Quando terminei, sentei num canto da praça, respirando fundo e sentindo o cansaço no corpo. Um dos garotos trouxe uma garrafa d'água e dividiu comigo.
— Valeu, Alemão. Se você não tivesse ajudado, a gente ainda tava lá tentando arrancar aquela pedra.
Dei de ombros, bebendo a água.
— Não foi nada. Vocês que tão fazendo o trabalho de verdade.
Fiquei ali por mais um tempo, observando os garotos terminarem o serviço.
Um dos garotos se aproximou, meio tímido, mas decidido.
— O Capitão disse que tu é bom de matemática.
Dei um sorriso ..
— Sou, excelente. Por quê?
— Podia dar aula de reforço pra gente. Tem uns querendo fazer o vestibular, o Enem. Vai ter curso de contabilidade no instituto federal lá do asfalto, mas eu sou ru.im de conta. Sei o básico, mas fração, equação e essas paradas me quebram.

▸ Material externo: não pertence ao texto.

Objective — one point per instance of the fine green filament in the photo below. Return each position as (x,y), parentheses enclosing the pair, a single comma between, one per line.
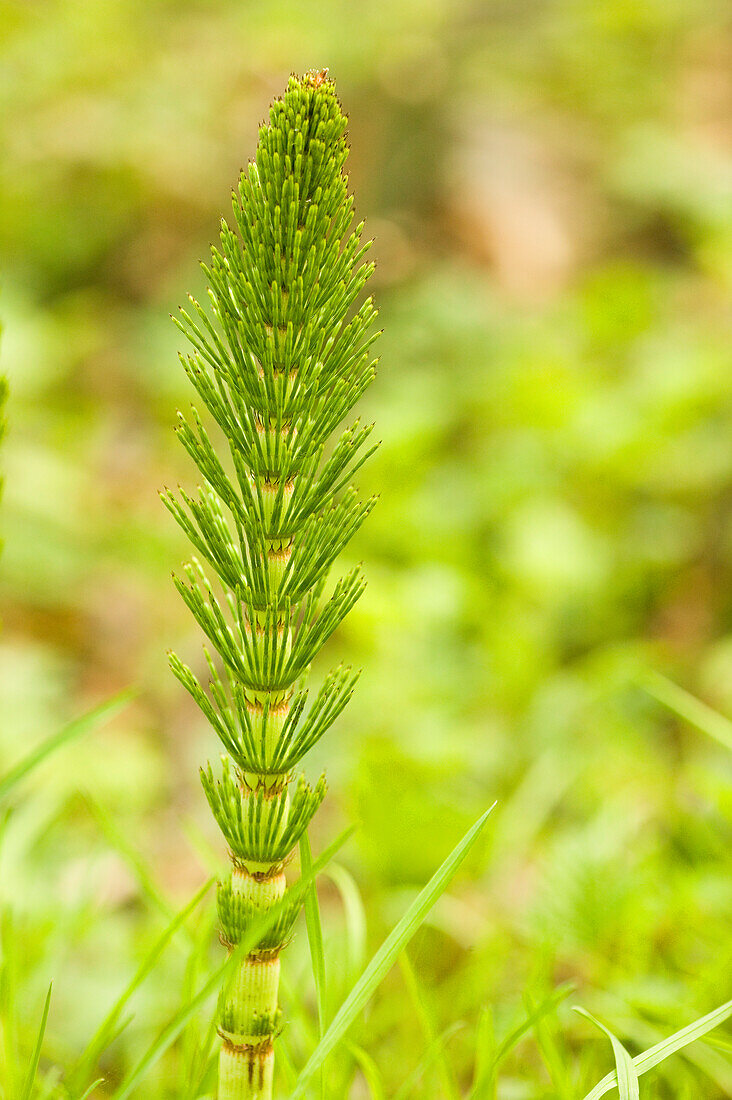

Olhei para ele, avaliando a seriedade no pedido. Era uma coisa que eu não esperava, mas ao mesmo tempo fazia sentido. Esses moleques tinham ambição, queriam estudar, isso era muito pelo capitão que não permitia que os garotos usassem drog@as no comando dele, o negócios do capitão eram maiores do que viciar garotos.
— Monte um grupo — comecei, já pensando em como organizar. — Na verdade, divida o grupo em dois lotes. Um pra quem tem de 12 a 15 anos e outro pra quem tem 16 pra cima.
Ele escutava com atenção, acenando com a cabeça.
— Ofereço as aulas na casa vazia do Tenente. Avisa os outros, mas tem que fazer a lista direito pra organizar. Eu compro o material, mas quem fizer bagunça ou aparecer fumando, coloco pra fora na hora.
Os olhos dele brilharam. Ele parecia surpreso com minha resposta, como se não esperasse que eu realmente fosse topar.
— Valeu, Alemão! Vou organizar isso hoje mesmo. Vou falar com a galera... e não vou fumar, não.
Dei um leve aceno e vi ele sair correndo, empolgado. Fiquei pensando na cena. Nunca imaginei que acabaria dando aula pra molecada. Mas talvez fosse isso que eles precisassem. E, pra ser honesto, talvez fosse isso que eu precisasse também. Um motivo pra colocar minha mente em algo produtivo, um respiro no meio da escuridão que me seguia.
Levantei e fui embora, mas caminhei para fora do morro, precisava vê-la.